3D-LLM: Injecting the 3D World into Large Language Models (NeurIPS 2023 Spotlight)

Yining Hong, Haoyu Zhen, Peihao Chen, Shuhong Zheng, Yilun Du, Zhenfang Chen, Chuang Gan

3D-LLM is the first Large Language Model that could take 3D representations as inputs. It is able to handle both object (e.g., objaverse) and scene data (e.g., scannet & hm3d).

Installation

Install salesforce-lavis

$ conda create -n lavis python=3.8
$ conda activate lavis

$ git clone https://github.com/salesforce/LAVIS.git SalesForce-LAVIS
$ cd SalesForce-LAVIS
$ pip install -e .

$ pip install positional_encodings

Checkpoints

Pretraining Checkpoints

Pretrained checkpoints are released (Please use v2!)

Finetuning Checkpoints

Finetuning checkpoints for ScanQA, SQA3d, and 3DMV_VQA are released. The results are better than preprint-version paper. We will update the camera-ready paper to the arxiv soon.

Quick Start: Inference

Download the objaverse subset features here. Download the pretrained checkpoints. For more details, please refer to 3DLLM_BLIP2-base/DEMO.md.

$ cd 3DLLM_BLIP2-base
$ conda activate lavis

python inference.py # for objects
python inference.py --mode room # for scenes

TODO: huggingface auto load checkpoint.

Finetuning

Finetuning config yaml files that need to be changed are in this directory

Download the pretrained checkpoints. Modify the "resume_checkpoint_path" path in the yaml files
Download the questions, modify the "annotations" path in the yaml files
Download the scannet features or 3dmv-vqa features. Modify the path (both train and val) in lavis/datasets/datasets/threedvqa_datasets.py

$ cd 3DLLM_BLIP2-base

$ conda activate lavis

python -m torch.distributed.run --nproc_per_node=8 train.py --cfg-path lavis/projects/blip2/train/<finetune_yaml_file>

You can also load the finetuning checkpoints here.

5.Calculating scores

cd calculate_scores
python calculate_score_<task>.py --folder <your result dir> --epoch <your epoch>

please also modify the feature and question path in the scripts

TODO: huggingface auto load checkpoint.

Data

All data will be gradually released in Google Drive and Huggingface (All files are released in Google Drive first and then Huggingface. Please refer to the Google Drive for file structure)

Pretraining Data

We are still cleaning the grounding & navigation part. All other pre-training data are released.

Object Data

Language annotations of object data released here.

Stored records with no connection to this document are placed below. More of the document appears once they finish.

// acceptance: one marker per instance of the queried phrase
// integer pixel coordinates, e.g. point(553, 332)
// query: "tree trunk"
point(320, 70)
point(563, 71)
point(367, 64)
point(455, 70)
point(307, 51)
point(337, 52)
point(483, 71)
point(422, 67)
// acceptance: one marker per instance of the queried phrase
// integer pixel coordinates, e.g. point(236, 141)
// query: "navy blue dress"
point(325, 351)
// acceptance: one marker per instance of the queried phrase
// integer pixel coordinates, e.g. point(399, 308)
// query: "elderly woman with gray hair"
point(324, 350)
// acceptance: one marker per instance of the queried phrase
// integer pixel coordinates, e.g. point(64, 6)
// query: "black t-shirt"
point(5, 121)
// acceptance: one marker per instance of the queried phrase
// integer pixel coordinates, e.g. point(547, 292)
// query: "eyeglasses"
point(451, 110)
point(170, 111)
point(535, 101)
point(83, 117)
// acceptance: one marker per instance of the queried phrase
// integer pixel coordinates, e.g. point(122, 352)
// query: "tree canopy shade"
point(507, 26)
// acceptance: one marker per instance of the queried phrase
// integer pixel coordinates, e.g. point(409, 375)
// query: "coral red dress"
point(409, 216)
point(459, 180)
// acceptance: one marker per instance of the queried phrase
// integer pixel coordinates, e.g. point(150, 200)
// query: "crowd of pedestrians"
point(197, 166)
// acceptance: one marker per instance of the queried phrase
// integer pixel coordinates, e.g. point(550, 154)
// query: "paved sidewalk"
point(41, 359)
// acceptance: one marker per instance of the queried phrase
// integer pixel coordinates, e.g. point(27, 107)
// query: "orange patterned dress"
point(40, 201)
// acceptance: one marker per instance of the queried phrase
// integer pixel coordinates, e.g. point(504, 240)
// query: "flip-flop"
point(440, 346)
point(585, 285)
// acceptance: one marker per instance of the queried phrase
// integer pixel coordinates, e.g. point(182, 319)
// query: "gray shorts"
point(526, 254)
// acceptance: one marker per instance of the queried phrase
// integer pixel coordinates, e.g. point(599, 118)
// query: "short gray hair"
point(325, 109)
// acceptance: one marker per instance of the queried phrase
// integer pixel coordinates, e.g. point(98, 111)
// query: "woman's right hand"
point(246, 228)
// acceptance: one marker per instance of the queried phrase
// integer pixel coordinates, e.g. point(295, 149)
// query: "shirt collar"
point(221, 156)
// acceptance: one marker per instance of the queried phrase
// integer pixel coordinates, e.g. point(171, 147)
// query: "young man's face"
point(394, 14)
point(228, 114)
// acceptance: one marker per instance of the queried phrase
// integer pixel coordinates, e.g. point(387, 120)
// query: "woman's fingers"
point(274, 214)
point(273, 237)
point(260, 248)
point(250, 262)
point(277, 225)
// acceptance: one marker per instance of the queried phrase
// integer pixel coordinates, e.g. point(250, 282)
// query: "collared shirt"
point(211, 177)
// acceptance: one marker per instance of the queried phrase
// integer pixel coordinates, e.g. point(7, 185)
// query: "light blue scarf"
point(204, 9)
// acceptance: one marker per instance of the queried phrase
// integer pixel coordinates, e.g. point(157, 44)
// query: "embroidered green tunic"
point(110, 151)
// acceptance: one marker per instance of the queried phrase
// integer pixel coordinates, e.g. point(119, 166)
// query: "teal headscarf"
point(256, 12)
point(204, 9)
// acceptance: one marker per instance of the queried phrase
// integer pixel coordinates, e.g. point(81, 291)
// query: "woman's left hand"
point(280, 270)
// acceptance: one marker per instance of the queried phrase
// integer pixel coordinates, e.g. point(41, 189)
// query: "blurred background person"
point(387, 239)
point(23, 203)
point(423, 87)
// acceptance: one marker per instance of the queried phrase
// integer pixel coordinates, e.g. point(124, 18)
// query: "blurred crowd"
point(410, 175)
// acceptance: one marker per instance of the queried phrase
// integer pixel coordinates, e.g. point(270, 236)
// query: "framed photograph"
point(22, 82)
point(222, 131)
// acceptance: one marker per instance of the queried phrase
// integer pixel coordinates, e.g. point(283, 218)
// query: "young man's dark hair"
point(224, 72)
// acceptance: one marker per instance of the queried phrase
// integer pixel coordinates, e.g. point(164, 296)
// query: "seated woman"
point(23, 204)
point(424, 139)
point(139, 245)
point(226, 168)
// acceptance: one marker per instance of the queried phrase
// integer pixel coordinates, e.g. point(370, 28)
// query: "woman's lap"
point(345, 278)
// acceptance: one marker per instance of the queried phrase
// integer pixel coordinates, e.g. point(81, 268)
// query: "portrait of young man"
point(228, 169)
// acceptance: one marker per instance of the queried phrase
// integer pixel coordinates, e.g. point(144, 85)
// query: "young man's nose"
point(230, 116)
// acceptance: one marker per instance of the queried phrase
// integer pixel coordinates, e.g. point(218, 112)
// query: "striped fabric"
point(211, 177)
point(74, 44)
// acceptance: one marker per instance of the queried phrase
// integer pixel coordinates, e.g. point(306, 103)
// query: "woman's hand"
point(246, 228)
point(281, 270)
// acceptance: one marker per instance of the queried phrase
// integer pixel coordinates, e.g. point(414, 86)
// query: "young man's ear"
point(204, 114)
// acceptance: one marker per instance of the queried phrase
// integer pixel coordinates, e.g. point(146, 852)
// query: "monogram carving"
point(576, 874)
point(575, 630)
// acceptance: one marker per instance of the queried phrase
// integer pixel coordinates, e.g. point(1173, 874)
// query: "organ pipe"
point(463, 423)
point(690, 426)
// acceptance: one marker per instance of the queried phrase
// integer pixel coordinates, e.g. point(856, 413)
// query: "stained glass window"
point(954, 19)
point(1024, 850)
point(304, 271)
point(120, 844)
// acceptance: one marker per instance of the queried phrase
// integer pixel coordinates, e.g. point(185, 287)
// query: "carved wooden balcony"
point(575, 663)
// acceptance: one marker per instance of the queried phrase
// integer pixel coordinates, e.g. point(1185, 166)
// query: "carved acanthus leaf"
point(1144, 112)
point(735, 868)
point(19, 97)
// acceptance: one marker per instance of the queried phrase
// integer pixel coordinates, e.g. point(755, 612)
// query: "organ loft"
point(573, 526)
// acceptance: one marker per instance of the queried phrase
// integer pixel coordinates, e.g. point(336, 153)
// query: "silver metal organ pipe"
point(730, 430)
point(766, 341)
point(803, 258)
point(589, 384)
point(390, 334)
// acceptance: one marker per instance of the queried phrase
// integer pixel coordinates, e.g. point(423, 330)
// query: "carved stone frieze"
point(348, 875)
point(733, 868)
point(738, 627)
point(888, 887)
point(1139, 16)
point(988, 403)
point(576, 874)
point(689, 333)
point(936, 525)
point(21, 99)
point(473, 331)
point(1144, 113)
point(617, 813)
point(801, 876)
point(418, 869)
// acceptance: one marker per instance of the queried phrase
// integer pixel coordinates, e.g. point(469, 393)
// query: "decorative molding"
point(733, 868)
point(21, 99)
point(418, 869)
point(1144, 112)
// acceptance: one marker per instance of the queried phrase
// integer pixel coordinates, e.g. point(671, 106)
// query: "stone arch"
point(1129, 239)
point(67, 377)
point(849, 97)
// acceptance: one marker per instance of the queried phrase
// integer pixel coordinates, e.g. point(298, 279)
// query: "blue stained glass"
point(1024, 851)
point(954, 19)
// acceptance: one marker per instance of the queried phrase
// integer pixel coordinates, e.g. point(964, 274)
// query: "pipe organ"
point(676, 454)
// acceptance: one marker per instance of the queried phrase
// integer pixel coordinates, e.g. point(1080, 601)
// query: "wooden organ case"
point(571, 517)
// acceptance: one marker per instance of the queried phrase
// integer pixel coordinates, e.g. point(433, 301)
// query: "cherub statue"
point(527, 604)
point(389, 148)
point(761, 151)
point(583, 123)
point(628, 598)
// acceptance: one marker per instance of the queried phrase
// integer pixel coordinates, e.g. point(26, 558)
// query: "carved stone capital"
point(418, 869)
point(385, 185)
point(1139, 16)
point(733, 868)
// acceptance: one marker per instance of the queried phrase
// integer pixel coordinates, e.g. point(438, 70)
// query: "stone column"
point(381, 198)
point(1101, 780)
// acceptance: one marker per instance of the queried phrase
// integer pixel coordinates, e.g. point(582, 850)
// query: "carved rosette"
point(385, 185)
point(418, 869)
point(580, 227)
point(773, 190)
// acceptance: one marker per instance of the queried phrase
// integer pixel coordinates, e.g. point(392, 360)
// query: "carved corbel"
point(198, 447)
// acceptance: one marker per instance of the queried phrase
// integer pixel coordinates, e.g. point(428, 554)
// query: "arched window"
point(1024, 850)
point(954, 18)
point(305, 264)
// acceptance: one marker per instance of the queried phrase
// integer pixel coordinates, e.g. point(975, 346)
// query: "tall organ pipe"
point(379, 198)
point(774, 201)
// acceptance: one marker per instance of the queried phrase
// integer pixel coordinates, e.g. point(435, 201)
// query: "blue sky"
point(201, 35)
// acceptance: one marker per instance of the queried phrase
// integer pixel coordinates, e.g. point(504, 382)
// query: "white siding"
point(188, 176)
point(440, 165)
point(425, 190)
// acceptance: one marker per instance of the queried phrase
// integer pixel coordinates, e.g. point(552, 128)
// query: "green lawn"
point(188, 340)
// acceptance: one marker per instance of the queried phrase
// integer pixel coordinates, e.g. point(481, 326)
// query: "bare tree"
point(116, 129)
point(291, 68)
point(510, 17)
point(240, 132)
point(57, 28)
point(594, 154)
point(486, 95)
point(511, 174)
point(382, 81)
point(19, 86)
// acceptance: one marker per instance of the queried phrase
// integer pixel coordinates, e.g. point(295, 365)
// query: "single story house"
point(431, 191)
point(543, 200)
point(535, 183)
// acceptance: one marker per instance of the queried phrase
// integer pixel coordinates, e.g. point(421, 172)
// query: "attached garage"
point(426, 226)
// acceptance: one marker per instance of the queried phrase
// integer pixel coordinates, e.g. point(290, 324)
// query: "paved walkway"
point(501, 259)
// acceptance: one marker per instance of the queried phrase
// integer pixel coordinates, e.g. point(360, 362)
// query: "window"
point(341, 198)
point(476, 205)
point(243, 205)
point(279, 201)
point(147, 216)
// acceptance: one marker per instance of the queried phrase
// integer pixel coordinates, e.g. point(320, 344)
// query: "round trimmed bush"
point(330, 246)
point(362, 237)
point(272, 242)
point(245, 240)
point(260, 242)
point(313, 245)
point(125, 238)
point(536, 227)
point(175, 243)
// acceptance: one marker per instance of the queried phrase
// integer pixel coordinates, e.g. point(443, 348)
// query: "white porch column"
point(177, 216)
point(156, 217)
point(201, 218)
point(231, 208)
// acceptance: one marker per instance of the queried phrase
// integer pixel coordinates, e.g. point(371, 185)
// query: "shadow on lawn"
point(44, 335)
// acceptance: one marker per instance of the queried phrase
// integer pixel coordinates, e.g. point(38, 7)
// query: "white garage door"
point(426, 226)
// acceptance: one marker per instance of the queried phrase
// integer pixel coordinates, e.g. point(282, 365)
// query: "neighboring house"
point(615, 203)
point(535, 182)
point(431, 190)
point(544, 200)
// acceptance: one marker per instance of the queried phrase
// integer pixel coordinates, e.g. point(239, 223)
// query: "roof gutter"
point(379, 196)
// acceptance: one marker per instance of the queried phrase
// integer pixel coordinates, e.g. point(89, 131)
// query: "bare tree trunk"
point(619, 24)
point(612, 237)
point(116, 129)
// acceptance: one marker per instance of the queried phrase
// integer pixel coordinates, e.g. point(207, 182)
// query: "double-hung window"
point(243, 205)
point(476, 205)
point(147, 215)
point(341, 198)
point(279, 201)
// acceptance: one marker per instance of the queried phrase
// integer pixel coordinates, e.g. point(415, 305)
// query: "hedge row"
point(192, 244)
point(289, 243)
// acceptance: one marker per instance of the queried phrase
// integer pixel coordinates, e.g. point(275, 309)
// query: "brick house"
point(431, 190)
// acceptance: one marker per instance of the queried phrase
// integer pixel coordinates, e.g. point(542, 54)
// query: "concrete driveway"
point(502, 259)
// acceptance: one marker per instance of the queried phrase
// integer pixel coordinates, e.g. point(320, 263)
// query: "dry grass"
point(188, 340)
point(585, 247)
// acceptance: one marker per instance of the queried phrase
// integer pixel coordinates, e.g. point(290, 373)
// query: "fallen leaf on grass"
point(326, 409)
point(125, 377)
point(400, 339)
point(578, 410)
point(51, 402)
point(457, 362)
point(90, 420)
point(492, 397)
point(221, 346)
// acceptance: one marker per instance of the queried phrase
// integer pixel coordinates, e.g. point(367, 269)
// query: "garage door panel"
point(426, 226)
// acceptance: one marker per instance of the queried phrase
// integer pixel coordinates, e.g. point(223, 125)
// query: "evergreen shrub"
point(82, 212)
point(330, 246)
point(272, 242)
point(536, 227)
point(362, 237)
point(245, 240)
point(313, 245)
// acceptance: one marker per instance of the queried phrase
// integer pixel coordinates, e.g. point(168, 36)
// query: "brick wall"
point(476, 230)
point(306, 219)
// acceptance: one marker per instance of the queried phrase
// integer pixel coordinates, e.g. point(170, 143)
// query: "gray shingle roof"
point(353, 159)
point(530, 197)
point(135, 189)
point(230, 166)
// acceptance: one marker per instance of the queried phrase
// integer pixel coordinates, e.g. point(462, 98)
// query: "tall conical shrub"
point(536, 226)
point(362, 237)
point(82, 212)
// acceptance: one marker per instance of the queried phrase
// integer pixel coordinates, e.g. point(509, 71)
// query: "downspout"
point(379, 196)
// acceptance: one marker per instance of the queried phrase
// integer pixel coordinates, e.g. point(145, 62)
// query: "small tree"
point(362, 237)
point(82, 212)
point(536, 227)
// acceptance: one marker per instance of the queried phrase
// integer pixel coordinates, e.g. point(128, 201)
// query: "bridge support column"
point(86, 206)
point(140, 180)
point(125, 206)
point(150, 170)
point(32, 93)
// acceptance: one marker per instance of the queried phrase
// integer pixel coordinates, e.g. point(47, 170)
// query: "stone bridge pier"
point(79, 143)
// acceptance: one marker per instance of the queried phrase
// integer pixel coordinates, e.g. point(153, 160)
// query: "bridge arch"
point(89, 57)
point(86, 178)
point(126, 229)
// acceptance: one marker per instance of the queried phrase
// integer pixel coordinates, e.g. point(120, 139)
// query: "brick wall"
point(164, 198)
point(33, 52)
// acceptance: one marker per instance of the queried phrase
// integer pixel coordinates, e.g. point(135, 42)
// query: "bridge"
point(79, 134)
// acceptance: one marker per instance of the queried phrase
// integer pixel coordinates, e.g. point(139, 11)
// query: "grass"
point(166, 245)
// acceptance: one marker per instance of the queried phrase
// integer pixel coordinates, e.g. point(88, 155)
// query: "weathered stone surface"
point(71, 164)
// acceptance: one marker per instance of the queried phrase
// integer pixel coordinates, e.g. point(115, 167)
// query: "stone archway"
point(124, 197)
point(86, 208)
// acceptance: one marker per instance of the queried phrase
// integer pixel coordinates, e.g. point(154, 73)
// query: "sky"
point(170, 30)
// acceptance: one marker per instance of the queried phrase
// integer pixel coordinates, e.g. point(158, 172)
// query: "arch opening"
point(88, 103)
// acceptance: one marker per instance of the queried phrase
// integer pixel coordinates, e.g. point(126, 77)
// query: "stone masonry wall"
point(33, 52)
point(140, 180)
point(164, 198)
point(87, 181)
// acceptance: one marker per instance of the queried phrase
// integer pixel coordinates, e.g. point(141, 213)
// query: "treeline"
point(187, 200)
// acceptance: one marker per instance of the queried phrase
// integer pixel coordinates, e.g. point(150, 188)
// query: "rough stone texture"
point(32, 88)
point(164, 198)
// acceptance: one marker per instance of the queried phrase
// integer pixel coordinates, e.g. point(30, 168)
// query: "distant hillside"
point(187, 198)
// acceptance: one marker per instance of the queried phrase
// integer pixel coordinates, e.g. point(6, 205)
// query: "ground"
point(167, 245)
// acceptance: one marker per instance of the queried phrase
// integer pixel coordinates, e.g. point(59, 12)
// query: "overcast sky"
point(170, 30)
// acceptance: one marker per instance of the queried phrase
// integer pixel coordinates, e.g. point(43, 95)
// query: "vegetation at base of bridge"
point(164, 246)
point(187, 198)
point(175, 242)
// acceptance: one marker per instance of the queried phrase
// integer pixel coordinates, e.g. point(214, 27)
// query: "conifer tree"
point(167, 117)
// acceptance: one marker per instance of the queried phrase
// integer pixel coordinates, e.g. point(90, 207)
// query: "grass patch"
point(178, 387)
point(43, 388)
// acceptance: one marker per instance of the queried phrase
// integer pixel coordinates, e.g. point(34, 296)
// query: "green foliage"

For downloading Objaverse data, please refer to Objaverse website.

To get 3D features and point clouds of the Objaverse data, please refer to Step1 and Step3 of 3DLanguage Data generation - ChatCaptioner based

A small set of objaverse features is released here.

TODO: We will probably release the whole set of Objaverse 3D features

Scene Data

Language data released here.

3D features and point clouds (~250G) are released here. However, if you want to explore generating the features yourself, please refer to the Three-step 3D Feature Extraction part here. Please use v2 to be consistent with the checkpoints (and also result in better performances).

chat: 73103. task: 84531

Finetuning Data

3D features and point clouds of Scannet (used for finetuning ScanQA and SQA3D) are released in here. 3D features and point clouds of 3DMV-VQA are released here (3DMV-VQA data will be further updated for a clearer structure).

All questions can be found here.

3DLanguage Data Generation

ChatCaptioner based / Three-step 3D Feature Extraction (Objaverse)

Step1: render images from different views of a scene

Follow the instruction in 3DLanguage_data/ChatCaptioner_based/objaverse_render/README.md for installation.

The following code will render images of a objaverse scene (e.g. f6e9ec5953854dff94176c36b877c519). The rendered images will be saved at 3DLanguage_data/ChatCaptioner_based/objaverse_render/output. (Please refer to 3DLanguage_data/ChatCaptioner_based/objaverse_render/README.md for more details about the command)

$ cd ./3DLanguage_data/ChatCaptioner_based/objaverse_render

$ {path/to/blender} -b -P render.py -noaudio --disable-crash-handler -- --uid f6e9ec5953854dff94176c36b877c519

Step2: generate caption for this objaverse scene

Installation:

Please follow ChatCaptioner to install the environment/

The following code will read the rended images of an objaverse scene (e.g., f6e9ec5953854dff94176c36b877c519) and generate scene caption at 3DLanguage_data/ChatCaptioner_based/output

$ cd ./3DLanguage_data/ChatCaptioner_based

$ python chatcaption.py --specific_scene f6e9ec5953854dff94176c36b877c519

Step3: 3D feature construction from rendered images

Follow the instruction in 3DLanguage_data/ChatCaptioner_based/gen_features/README.md for extracting 3D features from rendered images.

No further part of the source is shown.